Josh Hazlewood has made me really feel part of an Ashes series already though with a few comments this week. But he hasn’t said anything untoward or rude or anything like that, he’s just said that Test cricket is a step up and he’s right.
He’s basically stating the obvious, he hasn’t come out and said anything disrespectful. It’s all fine, I’m not shying away from the fact that there will most likely be some digs throughout the series. That’s what Ashes cricket is about.

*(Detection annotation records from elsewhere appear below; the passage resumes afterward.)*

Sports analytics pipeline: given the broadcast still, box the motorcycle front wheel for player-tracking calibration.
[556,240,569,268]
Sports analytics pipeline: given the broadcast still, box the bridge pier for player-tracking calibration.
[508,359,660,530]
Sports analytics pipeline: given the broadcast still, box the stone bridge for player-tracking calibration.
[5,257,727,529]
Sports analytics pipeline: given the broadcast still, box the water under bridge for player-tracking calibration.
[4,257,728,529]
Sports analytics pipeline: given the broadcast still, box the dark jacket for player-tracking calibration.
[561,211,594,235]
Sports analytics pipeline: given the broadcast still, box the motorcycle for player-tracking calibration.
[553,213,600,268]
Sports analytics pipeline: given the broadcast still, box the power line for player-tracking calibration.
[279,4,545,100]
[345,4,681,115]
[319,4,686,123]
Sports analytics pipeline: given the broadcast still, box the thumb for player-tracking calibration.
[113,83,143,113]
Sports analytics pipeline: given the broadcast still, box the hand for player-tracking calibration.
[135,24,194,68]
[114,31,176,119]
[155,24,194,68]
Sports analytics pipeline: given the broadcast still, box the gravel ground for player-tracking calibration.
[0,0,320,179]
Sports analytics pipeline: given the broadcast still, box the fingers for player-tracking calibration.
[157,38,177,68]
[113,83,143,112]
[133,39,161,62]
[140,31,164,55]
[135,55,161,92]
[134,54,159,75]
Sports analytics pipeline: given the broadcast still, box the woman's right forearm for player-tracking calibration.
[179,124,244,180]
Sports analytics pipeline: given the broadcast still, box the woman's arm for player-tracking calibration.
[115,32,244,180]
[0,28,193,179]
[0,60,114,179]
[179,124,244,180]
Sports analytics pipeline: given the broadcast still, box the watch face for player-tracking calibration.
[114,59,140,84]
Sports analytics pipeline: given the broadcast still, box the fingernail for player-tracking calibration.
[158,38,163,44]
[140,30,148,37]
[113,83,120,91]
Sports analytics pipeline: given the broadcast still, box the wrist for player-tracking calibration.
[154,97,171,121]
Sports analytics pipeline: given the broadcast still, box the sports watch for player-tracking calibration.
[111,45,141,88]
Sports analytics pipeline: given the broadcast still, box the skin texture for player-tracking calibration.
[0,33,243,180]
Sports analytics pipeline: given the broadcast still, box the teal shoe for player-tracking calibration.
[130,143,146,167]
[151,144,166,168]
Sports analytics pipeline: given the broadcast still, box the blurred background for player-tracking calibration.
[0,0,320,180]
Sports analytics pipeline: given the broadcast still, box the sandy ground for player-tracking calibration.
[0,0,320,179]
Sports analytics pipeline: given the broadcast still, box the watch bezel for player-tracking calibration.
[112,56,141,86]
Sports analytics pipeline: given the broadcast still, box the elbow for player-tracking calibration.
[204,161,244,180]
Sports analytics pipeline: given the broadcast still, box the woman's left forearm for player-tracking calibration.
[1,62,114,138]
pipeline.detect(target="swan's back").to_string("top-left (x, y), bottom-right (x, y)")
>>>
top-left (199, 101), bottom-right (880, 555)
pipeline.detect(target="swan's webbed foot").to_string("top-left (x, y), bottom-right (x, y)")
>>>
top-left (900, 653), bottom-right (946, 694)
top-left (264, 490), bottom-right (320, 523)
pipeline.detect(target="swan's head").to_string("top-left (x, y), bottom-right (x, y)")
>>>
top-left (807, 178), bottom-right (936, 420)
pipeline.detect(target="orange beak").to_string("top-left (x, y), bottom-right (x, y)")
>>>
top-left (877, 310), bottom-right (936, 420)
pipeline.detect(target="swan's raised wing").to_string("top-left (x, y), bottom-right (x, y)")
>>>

0:54 Roy says he is unfazed by comments from Australia's Josh Hazlewood questioning whether he can make the step-up to Test cricket
I’ve had a lot of stuff said to me in the past from opposition players, from the media, everyone and it is perfect coming into an Ashes after going through all that sort of stuff. It’s just water off a duck’s back, to be honest.
Throughout my career, I’ve always tried not to look back too far but in every Ashes series that you watch there are instances where it just grips you. The 2005 Ashes is the iconic one, the way they went about their batting, especially KP, was awesome. Getting on the front foot against the Aussies is something that’s not easy to do.
I get more excited by looking forward and I’m excited by what this series holds for us, what individuals can do and what memories we can make.
When my time comes to walk out at Edgbaston, mentally I’ll just approach it exactly the same way that I approach my one-day stuff. I’ve opened the batting for a number of years now for England and in the last couple especially, I walk out thinking I just need to trust my training and go for it, enjoy it.
I’ll be simplifying my game a huge amount for Test cricket, I won’t have the array of shots that everyone is probably used to until I get myself in. It’s a case of keeping it simple, enjoying the time, enjoying the battle and enjoying facing an extremely good bowling attack.
In England, the bowlers are probably under more pressure than the batters purely because it is more bowler friendly. However, it is the Ashes, Edgbaston is a good ground for us and there are loads of reasons to look forward to Thursday!